How Should I Choose?

It's not an easy choice, but here are some guidelines

  • If you can, use both
  • If you have Hifi coverage under 40X: use Hifiasm
  • Verkko tends to perform less well at lower HiFi coverages
  • If you have to pay for compute time: use Hifiasm (see the previous section)
  • Verkko is more expensive to run. If you are on an HPC that may be ok. If you are paying Amazon for your compute then Verkko assemblies can cost upwards of $300 (USD).
  • If you want to assemble then fiddle with it to perfect the assembly: use both, then fix things with Verkko
  • Verkko allows you to see its inner workings. You can also make manual changes and then restart from that point in the assembly process. If you do things right, Verkko will take care of the rest. This was done, for instance, by the Verkko team on their version of the HG002 assembly: they manually resolved tangles in the graph.

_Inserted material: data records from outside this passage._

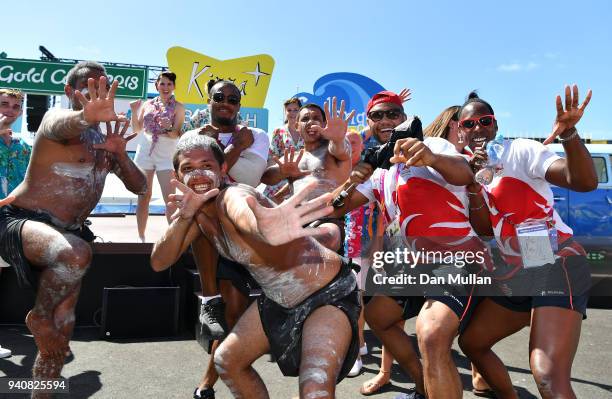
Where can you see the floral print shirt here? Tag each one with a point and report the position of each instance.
(14, 160)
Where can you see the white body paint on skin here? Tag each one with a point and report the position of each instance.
(316, 374)
(283, 287)
(214, 179)
(73, 170)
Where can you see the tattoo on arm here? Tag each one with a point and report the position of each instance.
(61, 124)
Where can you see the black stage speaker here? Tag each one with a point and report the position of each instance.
(140, 312)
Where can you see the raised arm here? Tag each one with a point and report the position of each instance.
(353, 198)
(575, 172)
(453, 168)
(285, 168)
(174, 127)
(335, 130)
(183, 230)
(124, 168)
(62, 125)
(278, 225)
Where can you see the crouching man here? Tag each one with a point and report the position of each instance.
(307, 314)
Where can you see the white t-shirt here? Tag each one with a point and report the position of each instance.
(260, 145)
(522, 193)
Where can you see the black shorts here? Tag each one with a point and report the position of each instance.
(12, 220)
(283, 326)
(461, 299)
(227, 269)
(411, 305)
(570, 292)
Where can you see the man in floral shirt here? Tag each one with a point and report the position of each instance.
(14, 153)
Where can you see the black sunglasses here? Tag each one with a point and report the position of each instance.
(392, 114)
(483, 121)
(231, 99)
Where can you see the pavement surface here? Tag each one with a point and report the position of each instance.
(171, 368)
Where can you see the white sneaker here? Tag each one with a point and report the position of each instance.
(356, 369)
(5, 352)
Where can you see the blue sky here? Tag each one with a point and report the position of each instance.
(518, 54)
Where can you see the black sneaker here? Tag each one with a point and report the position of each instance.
(208, 393)
(212, 319)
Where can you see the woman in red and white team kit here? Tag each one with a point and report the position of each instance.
(518, 207)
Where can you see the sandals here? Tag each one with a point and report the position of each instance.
(484, 393)
(371, 387)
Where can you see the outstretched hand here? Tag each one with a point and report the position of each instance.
(188, 202)
(412, 152)
(337, 124)
(115, 140)
(285, 222)
(289, 167)
(568, 118)
(100, 107)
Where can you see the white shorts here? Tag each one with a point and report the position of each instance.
(160, 158)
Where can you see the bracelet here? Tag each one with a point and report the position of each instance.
(477, 192)
(573, 134)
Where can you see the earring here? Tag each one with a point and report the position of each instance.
(461, 137)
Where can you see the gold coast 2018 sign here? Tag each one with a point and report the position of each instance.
(45, 77)
(251, 74)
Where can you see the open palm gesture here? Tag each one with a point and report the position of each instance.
(337, 124)
(285, 222)
(568, 118)
(100, 106)
(289, 166)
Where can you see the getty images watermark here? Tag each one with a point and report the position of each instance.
(404, 262)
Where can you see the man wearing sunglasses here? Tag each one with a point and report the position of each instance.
(246, 155)
(42, 231)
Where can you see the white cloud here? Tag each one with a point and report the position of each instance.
(517, 67)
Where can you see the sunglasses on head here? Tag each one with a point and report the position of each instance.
(392, 114)
(484, 121)
(231, 99)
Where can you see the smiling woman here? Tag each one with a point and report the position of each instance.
(162, 119)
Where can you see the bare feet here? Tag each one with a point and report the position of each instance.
(48, 339)
(375, 384)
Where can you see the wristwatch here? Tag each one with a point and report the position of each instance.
(572, 135)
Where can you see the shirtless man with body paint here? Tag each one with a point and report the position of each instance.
(307, 314)
(326, 159)
(43, 230)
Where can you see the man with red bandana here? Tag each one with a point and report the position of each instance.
(425, 189)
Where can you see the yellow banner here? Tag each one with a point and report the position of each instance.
(193, 71)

How Much Input Data Do I Need?

Let's do some back of the envelope math to see how much is an ideal amount of data that would go into an assembly...

PacBio HiFi

Computing overlaps isn't so different from calling variants. For each haplotype we probably want around 10X coverage in order to calculate good overlaps. So that would give about 20X total. But HiFi coverage is variable, and there are some well know regions (such as GA repeats) that drop out of HiFi data. In order to get as many regions as possible above the threshold for assembly we increase the value to 40X.

ONT UL

The answer to this depends on who you ask. In the case of Verkko you are often just looking for one or a handful of reads to span a tricky region in the graph. The Verkko team has shown that coverages over 15X of 100kb+ reads don't add much in terms of contiguity. (Though for advanced applications such as using ONT to fill-in missing parts of the graph the math may be different.)

Trio and Hi-C

In general the better your graph, the easier it is to phase. If you have only a few big bubbles in the graph, it is a lot easier to find Illumina data that will map to them in a haplotype-specific way. This hasn't been tested rigorously, but people tend to talk about 30X for these datasets.